I'm a student, so I'm trying to get this straight. I still can't see how I was off so much. I just realized I used 100 instead of 101, but that still doesn't lead me to .8. I've attached my solution using the original math. I still come up with roughly my original answer. Any help would be great.

Vb/10k=1/101*([(Vb-0.7)-(-25)])/2.7k

Vb/10k=((Vb+24.3))/272.7k

272.2kVb=10kVb+243K

262.2kVb=243K

Vb=0.92677

 

I'm a student, so I'm trying to get this straight. I still can't see how I was off so much. I just realized I used 100 instead of 101, but that still doesn't lead me to .8. I've attached my solution using the original math. I still come up with roughly my original answer. Any help would be great.

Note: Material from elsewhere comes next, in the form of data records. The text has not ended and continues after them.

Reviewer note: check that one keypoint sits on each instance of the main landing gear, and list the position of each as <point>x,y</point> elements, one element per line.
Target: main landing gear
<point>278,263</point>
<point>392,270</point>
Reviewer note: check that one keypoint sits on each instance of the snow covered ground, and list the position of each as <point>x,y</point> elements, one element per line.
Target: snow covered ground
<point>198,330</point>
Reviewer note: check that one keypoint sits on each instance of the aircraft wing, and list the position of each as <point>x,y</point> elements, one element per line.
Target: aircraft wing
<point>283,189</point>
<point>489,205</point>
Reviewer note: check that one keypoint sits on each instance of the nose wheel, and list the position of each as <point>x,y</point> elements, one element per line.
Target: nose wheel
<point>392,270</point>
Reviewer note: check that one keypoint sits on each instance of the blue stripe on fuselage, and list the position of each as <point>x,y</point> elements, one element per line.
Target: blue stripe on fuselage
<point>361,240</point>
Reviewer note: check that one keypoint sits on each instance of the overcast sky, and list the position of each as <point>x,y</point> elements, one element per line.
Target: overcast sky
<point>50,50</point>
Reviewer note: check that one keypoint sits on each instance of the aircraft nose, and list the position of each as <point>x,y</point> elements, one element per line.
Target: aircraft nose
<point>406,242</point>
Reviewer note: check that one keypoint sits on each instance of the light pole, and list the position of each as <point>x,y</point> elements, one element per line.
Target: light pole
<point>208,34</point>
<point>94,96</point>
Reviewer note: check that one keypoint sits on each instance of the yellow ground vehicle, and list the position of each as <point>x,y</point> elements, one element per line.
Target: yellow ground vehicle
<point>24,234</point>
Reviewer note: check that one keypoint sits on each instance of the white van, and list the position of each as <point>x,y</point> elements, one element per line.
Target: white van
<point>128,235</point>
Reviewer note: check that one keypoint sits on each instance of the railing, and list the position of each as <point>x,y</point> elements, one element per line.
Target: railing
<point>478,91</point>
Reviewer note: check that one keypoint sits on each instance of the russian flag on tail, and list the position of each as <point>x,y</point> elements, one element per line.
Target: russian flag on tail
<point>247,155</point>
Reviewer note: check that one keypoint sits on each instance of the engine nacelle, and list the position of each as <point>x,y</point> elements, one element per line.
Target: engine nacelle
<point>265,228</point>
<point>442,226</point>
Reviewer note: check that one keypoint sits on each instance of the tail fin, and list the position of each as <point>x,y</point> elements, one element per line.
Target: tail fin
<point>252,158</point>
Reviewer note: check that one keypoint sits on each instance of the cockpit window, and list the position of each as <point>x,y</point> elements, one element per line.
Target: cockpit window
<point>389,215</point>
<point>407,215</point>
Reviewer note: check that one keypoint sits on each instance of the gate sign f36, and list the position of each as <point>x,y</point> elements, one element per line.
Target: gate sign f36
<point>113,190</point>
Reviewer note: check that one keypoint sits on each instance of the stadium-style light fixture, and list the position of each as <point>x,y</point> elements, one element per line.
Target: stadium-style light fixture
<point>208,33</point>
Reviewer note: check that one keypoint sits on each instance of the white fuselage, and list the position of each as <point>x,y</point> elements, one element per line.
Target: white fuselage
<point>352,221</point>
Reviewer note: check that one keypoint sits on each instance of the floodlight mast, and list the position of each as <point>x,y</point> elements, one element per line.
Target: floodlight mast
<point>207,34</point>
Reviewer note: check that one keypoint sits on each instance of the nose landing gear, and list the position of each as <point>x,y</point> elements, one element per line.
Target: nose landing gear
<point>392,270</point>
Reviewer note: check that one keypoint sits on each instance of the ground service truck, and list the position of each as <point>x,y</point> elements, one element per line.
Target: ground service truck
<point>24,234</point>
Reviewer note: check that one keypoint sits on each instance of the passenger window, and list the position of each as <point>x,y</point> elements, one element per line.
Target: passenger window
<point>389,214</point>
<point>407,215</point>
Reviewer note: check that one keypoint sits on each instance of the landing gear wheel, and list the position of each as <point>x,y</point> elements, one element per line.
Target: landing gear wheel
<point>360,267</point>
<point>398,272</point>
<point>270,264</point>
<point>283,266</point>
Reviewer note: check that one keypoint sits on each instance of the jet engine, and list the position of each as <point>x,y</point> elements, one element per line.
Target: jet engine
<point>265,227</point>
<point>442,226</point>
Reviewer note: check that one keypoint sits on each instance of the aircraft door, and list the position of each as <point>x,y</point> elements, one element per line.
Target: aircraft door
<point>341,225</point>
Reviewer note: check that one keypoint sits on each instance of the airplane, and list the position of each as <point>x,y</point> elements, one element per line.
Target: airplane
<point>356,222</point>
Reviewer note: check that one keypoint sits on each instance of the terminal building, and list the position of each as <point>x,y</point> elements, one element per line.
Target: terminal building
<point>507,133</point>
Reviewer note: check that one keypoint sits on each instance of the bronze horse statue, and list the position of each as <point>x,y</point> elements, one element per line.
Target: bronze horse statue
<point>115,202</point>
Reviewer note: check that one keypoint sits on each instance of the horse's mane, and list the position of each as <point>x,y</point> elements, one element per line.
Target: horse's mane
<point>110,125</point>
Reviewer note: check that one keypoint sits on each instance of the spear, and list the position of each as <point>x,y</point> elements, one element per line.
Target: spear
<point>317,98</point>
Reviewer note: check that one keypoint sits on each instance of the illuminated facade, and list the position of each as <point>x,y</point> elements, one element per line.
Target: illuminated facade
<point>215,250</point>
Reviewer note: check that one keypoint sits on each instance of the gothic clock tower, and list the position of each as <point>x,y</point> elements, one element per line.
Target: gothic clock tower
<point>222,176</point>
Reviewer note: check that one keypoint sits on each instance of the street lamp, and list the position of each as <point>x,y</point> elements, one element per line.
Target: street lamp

Vb/10k=1/101*([(Vb-0.7)-(-25)])/2.7k

Vb/10k=((Vb+24.3))/272.7k

272.2kVb=10kVb+243K

262.2kVb=243K

Vb=0.92677

You missed a minus sign:

Ib= - Vb/10k

 

Why do you have a negative Vb on one side and not the other?

 

Why do you have a negative Vb on one side and not the other?

On the left side:
Base current is defined as flowing into the base.
Ib=(0-Vb)/Rb

On the right side:
Ie=(Ve-(-25V))/Re
Ve=Vb-0.7
Ib=Ie/101
Therefore,
Ib=(Vb-0.7-(-25))/(101*Re)

We have 2 equations for Ib. Setting them equal to each other,

-Vb/Rb=(Vb+24.3)/(101*Re)
cross-multiplying,
-101VbRe=VbRb+24.3Rb
Vb(Rb+101Re)=-24.3Rb
Vb=-24.3Rb/(Rb+101Re)
Rb=10k, Re=2.7k
Vb=-860mV

 

Got it...I forgot about the 0-Vb. Thanks!